- Born: 1973 (age 52–53)
- Education: B.A. University of Pennsylvania
- Occupations: Roman Catholic journalist and blogger
- Political party: Democrat

= Rocco Palmo =

American Catholic commentator and writer

Rocco Palmo (born 1973) is a Catholic commentator and writer living in Philadelphia, Pennsylvania.

==Education==
Palmo was raised in a large Italian family in South Philadelphia. He is a great-nephew of the onetime papal Secretary of State Cardinal Pietro Gasparri. He has a B.A. in political science from the University of Pennsylvania. As of 2013, he still lives in South Philadelphia.

==Career==
Palmo's blog "Whispers in the Loggia" (2004-2021) was focused primarily on Catholic ecclesiastical happenings in North America. Palmo verified all his reports with three sources before publishing. Palmo was previously US correspondent for the London-based Catholic weekly The Tablet, and he is a former columnist for the online magazine Busted Halo.

National Public Radio profiled Palmo, stating that his blog: "...has become a must-read for many Catholics — even some inside the Vatican." Archbishop Emeritus Robert James Carlson of St. Louis is quoted as saying he reads "Whispers in the Loggia" with some regularity. Palmo is frequently cited by major publications including USA Today, The St. Louis Post-Dispatch and the New York Times. He was interviewed by National Public Radio on February 27, 2013, about the papal conclave to name a successor to retiring Pope Benedict XVI.

In April 2011 he was named as one of two chairs of the Vatican's first conference on the blogosphere/social media.
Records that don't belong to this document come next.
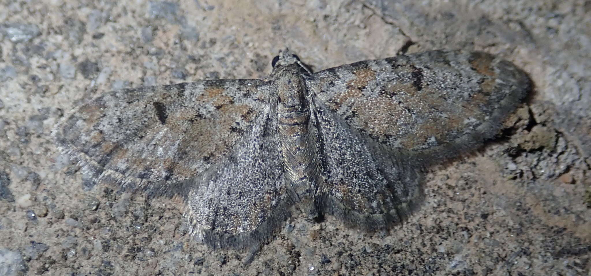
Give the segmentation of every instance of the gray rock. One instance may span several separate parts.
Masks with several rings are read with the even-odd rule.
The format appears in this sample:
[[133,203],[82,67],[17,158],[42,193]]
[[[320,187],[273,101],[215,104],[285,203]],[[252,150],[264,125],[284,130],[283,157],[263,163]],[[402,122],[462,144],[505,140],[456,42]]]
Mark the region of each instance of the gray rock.
[[8,174],[5,171],[0,171],[0,200],[14,202],[14,196],[8,188],[10,183]]
[[49,246],[45,243],[31,241],[31,245],[25,247],[22,253],[33,259],[37,259],[48,249]]
[[23,275],[28,270],[20,252],[0,248],[0,276]]
[[60,64],[60,74],[64,79],[74,79],[76,67],[70,63],[61,63]]
[[85,79],[90,79],[94,77],[100,70],[99,69],[98,64],[92,62],[87,59],[79,63],[76,65],[78,72],[82,74]]
[[0,30],[12,42],[28,41],[41,35],[39,27],[32,24],[11,24],[0,26]]

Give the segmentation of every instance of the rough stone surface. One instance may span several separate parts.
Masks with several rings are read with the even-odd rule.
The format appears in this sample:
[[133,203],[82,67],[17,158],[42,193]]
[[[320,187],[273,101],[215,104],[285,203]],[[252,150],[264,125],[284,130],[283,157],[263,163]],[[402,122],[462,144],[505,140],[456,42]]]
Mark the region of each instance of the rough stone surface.
[[[591,6],[420,3],[0,0],[0,275],[591,275]],[[50,139],[97,93],[261,78],[285,47],[316,70],[474,48],[535,89],[499,139],[433,168],[403,225],[371,233],[302,215],[243,252],[191,241],[180,199],[85,184]]]

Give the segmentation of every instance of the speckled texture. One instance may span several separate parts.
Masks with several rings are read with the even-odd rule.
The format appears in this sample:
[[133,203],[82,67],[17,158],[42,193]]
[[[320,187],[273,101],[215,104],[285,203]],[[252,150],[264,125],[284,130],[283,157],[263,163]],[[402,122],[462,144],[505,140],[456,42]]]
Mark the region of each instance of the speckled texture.
[[481,52],[313,73],[285,49],[272,64],[265,80],[100,94],[53,136],[93,180],[180,195],[191,234],[243,248],[269,241],[294,204],[357,228],[400,223],[423,203],[424,168],[493,137],[531,89],[524,72]]
[[[0,273],[589,275],[589,5],[440,2],[2,2]],[[100,92],[260,79],[285,47],[315,71],[473,47],[534,91],[500,139],[427,176],[402,225],[366,234],[297,216],[245,252],[191,241],[182,200],[95,183],[50,139]]]

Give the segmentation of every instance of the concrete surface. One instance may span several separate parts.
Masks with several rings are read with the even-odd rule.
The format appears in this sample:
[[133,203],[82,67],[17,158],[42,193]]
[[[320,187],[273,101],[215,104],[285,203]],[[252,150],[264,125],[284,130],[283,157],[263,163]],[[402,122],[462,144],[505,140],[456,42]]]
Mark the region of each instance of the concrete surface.
[[[590,275],[589,30],[574,0],[0,0],[0,275]],[[535,87],[499,139],[434,168],[407,223],[296,216],[247,252],[191,241],[181,201],[95,183],[49,138],[100,92],[264,77],[286,46],[315,70],[475,48]]]

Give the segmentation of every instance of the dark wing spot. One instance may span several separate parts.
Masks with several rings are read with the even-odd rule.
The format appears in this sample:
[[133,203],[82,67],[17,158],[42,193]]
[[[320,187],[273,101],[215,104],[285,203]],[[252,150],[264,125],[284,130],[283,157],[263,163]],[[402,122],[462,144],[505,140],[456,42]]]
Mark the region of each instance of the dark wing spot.
[[166,106],[159,102],[154,102],[152,105],[154,105],[154,108],[156,109],[156,116],[158,116],[158,119],[160,121],[160,123],[164,125],[166,123],[166,119],[168,118],[168,115],[166,112]]

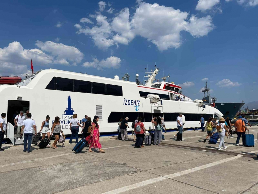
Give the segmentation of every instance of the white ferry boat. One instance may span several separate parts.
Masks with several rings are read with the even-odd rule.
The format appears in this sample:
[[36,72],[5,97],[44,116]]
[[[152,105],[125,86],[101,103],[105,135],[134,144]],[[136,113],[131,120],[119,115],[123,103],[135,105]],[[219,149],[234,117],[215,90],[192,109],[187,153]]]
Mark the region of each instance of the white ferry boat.
[[117,132],[119,119],[126,117],[131,123],[141,117],[148,129],[152,128],[151,121],[154,116],[164,117],[166,128],[173,129],[179,113],[185,117],[184,128],[199,127],[201,115],[205,121],[222,115],[201,101],[186,97],[184,101],[175,101],[181,87],[165,81],[154,83],[159,71],[156,68],[141,86],[119,80],[117,76],[112,79],[52,69],[38,72],[15,85],[0,86],[1,111],[7,114],[6,137],[15,144],[13,115],[16,111],[26,110],[35,120],[37,131],[48,115],[50,126],[58,116],[62,130],[68,135],[75,113],[80,122],[85,115],[92,119],[98,116],[101,133]]

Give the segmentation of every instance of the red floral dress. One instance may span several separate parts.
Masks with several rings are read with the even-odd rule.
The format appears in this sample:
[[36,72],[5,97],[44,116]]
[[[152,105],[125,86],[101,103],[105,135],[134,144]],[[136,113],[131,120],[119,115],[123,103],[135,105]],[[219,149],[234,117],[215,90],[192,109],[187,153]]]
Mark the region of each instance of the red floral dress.
[[[92,125],[91,126],[92,126]],[[95,148],[100,149],[102,147],[101,144],[100,143],[100,132],[99,131],[100,126],[98,124],[98,128],[97,128],[96,126],[95,126],[95,128],[92,135],[92,138],[90,140],[89,144],[90,148],[94,147]]]

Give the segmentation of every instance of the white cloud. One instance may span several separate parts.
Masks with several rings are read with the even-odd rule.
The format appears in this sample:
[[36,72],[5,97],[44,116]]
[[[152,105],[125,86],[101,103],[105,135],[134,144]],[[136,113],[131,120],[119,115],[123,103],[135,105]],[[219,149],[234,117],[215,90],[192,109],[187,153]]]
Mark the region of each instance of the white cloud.
[[61,23],[60,22],[58,22],[56,24],[56,27],[57,27],[58,28],[60,28],[63,25],[63,23]]
[[109,9],[107,11],[107,12],[109,13],[113,13],[113,11],[115,10],[114,9],[110,7]]
[[179,85],[183,87],[184,87],[186,88],[191,87],[191,86],[194,86],[194,83],[192,82],[185,82],[182,84],[179,84]]
[[203,12],[211,9],[219,3],[219,0],[199,0],[195,9]]
[[104,1],[100,1],[98,4],[99,5],[99,7],[100,9],[100,11],[101,12],[103,12],[106,8],[106,5],[107,5],[106,2]]
[[80,19],[80,22],[81,22],[82,23],[93,23],[92,22],[91,20],[90,20],[90,19],[88,18],[81,18]]
[[241,85],[238,82],[233,82],[228,79],[223,79],[220,81],[216,85],[219,87],[230,87],[235,86],[239,86]]
[[76,48],[63,44],[38,41],[36,44],[41,49],[24,49],[18,42],[13,42],[7,47],[0,48],[1,74],[24,76],[30,71],[31,58],[36,70],[37,67],[54,64],[76,65],[81,62],[84,55]]
[[55,63],[76,65],[81,61],[84,56],[79,49],[74,47],[51,41],[43,42],[37,41],[36,42],[36,45],[41,50],[50,53],[51,56],[56,58]]
[[105,68],[117,69],[120,66],[121,60],[120,58],[111,56],[105,59],[103,59],[100,61],[97,58],[92,59],[93,61],[87,62],[83,64],[83,66],[85,67],[93,67],[98,70],[102,70]]
[[162,51],[181,45],[182,31],[186,31],[197,38],[207,35],[214,28],[209,16],[201,18],[192,16],[189,18],[188,13],[171,7],[141,1],[137,3],[135,12],[131,17],[127,8],[110,19],[96,12],[98,14],[96,16],[97,25],[91,28],[76,24],[74,26],[77,33],[90,36],[95,45],[101,49],[118,46],[118,44],[128,44],[138,35]]
[[207,81],[207,80],[209,80],[209,79],[208,78],[206,78],[206,77],[205,78],[203,78],[202,79],[202,81],[203,82],[206,82],[206,81]]
[[55,41],[56,41],[56,42],[58,42],[60,40],[60,39],[59,37],[57,37],[56,39],[55,39]]

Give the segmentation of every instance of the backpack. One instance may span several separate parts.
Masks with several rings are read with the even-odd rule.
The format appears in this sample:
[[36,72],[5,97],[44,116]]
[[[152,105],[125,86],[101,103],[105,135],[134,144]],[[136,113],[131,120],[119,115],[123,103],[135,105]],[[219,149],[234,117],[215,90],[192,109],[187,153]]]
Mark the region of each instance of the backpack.
[[162,130],[162,126],[160,124],[159,124],[156,126],[156,130],[161,131]]
[[137,125],[136,126],[136,127],[135,127],[135,132],[140,132],[141,130],[141,126],[140,126],[140,125],[139,124],[137,124]]

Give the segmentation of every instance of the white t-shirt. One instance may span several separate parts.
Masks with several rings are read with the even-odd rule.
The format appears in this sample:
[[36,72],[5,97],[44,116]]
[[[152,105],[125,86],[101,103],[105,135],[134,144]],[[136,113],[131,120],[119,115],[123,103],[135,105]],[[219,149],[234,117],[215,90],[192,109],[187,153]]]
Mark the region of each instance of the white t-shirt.
[[23,131],[24,133],[30,133],[33,132],[33,125],[36,125],[35,121],[31,118],[27,118],[23,121],[22,125],[24,125]]
[[179,116],[178,116],[176,119],[176,126],[180,126],[180,125],[178,124],[178,123],[177,122],[178,121],[179,121],[179,122],[180,123],[180,124],[181,124],[181,125],[182,126],[183,121],[182,120],[182,118]]
[[78,127],[78,125],[77,124],[77,123],[79,122],[79,121],[77,118],[72,118],[71,119],[70,122],[72,123],[72,127]]
[[[18,116],[19,116],[18,117]],[[17,120],[17,118],[18,118],[18,120]],[[15,119],[16,119],[16,122],[17,123],[17,125],[18,126],[22,126],[22,123],[23,122],[23,121],[25,120],[25,117],[24,115],[23,115],[22,117],[20,115],[17,115],[15,117]]]
[[[5,120],[4,118],[3,118],[2,117],[0,117],[0,123],[3,123],[3,129],[4,131],[5,131],[6,130],[6,125],[5,123]],[[2,131],[2,130],[0,128],[0,131]]]

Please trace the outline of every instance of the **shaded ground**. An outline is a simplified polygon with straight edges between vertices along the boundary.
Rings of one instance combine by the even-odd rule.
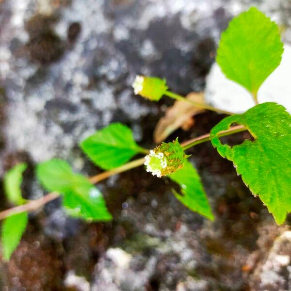
[[[286,26],[288,40],[290,2],[260,3]],[[135,75],[165,77],[182,94],[203,90],[220,32],[249,3],[4,0],[0,5],[0,173],[28,162],[23,193],[34,198],[44,194],[33,178],[37,162],[59,157],[76,171],[96,173],[78,144],[111,122],[126,123],[139,143],[153,146],[155,126],[171,102],[133,96]],[[169,140],[208,132],[223,117],[201,114],[194,129]],[[290,218],[277,226],[210,145],[189,153],[214,222],[188,210],[172,194],[172,184],[141,167],[98,185],[113,215],[111,223],[67,218],[59,201],[32,213],[10,262],[0,264],[1,290],[290,290]],[[6,208],[1,197],[0,207]]]

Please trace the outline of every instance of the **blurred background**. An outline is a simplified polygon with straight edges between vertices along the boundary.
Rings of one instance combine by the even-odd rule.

In March 2012 Archbishop Charles Chaput, OFM Cap named Palmo a member of a new Archdiocesan Pastoral Council, the first body of its kind to be established in Philadelphia.

A post on X by Palmo on April 14, 2025 about deportations during the second presidency of Donald Trump was reposted by Cardinal Robert Prevost, and was his most recent post on the platform prior to being named as Pope Leo XIV at the 2025 papal conclave.